Il a donc paru indispensable d’intervenir dans la présentation des transcriptions, par les titres et les sous-titres et surtout par le préambule, chargé de fournir au lecteur les instruments d’une lecture compréhensive, capable de reproduire la posture dont le texte est le produit. Le regard prolongé et accueillant qui est nécessaire pour s’imprégner de la nécessité singulière de chaque témoignage, et que l’on réserve d’ordinaire aux grands textes littéraires ou philosophiques, on peut aussi l’accorder, par une sort de démocratisation de la posture herméneutique, aux récits ordinaires d’aventures ordinaires. Il faut, comme l’enseignait Flaubert, apprendre à porter sur Yvetot le regard que l’on accorde si volontiers à Constantinople : apprendre par exemple à accorder au mariage d’une femme professeur avec un employé des postes l’attention et l’intérêt que l’on prêterait au récit littéraire d’une mésalliance et à offrir aux propos d’un ouvrier métallurgiste l’accueil recueilli que certaine tradition de la lecture réserve aux formes les plus hautes de la poésie ou de la philosophie.

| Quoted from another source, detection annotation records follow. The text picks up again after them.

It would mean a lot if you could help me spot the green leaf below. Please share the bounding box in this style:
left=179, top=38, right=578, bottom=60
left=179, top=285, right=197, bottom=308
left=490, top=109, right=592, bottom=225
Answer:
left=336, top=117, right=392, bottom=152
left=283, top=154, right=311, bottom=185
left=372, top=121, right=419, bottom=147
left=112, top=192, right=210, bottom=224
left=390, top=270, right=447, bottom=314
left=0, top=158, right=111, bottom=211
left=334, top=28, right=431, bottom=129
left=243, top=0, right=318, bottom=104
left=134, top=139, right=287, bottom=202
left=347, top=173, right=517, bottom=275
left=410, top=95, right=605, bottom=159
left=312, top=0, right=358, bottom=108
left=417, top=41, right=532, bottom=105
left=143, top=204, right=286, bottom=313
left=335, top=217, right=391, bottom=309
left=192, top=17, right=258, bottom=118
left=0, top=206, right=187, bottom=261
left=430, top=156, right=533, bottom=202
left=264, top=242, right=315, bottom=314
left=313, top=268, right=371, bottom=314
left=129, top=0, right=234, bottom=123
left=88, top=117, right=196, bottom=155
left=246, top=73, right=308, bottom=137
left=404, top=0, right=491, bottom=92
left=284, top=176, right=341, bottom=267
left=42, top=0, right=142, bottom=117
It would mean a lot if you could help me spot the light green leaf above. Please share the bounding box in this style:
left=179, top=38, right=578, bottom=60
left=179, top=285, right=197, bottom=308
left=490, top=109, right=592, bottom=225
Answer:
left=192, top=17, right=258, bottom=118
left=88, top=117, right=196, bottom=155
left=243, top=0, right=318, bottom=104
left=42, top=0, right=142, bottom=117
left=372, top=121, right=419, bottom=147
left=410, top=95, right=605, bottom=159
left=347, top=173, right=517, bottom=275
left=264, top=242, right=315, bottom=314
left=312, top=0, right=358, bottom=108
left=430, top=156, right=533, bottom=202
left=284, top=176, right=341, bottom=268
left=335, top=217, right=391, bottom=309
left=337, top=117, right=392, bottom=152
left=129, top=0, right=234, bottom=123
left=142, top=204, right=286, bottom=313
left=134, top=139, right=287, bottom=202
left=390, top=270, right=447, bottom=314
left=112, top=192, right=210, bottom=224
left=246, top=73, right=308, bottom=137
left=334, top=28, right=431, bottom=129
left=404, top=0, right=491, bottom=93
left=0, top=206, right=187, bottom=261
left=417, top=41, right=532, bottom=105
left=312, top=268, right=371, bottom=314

On s’est donc efforcé de transmettre au lecteur les moyens de porter sur les propos qu’il va lire ce regard qui rend raison, qui restitue à l’enquêté sa raison d’être et sa nécessité ; ou, plus précisément, de se situer au point de l’espace social à partir duquel sont prises toutes les vues de l’enquêté sur cet espace, c’est-à-dire en ce lieu où sa vision du monde devient évidente, nécessaire, taken for granted.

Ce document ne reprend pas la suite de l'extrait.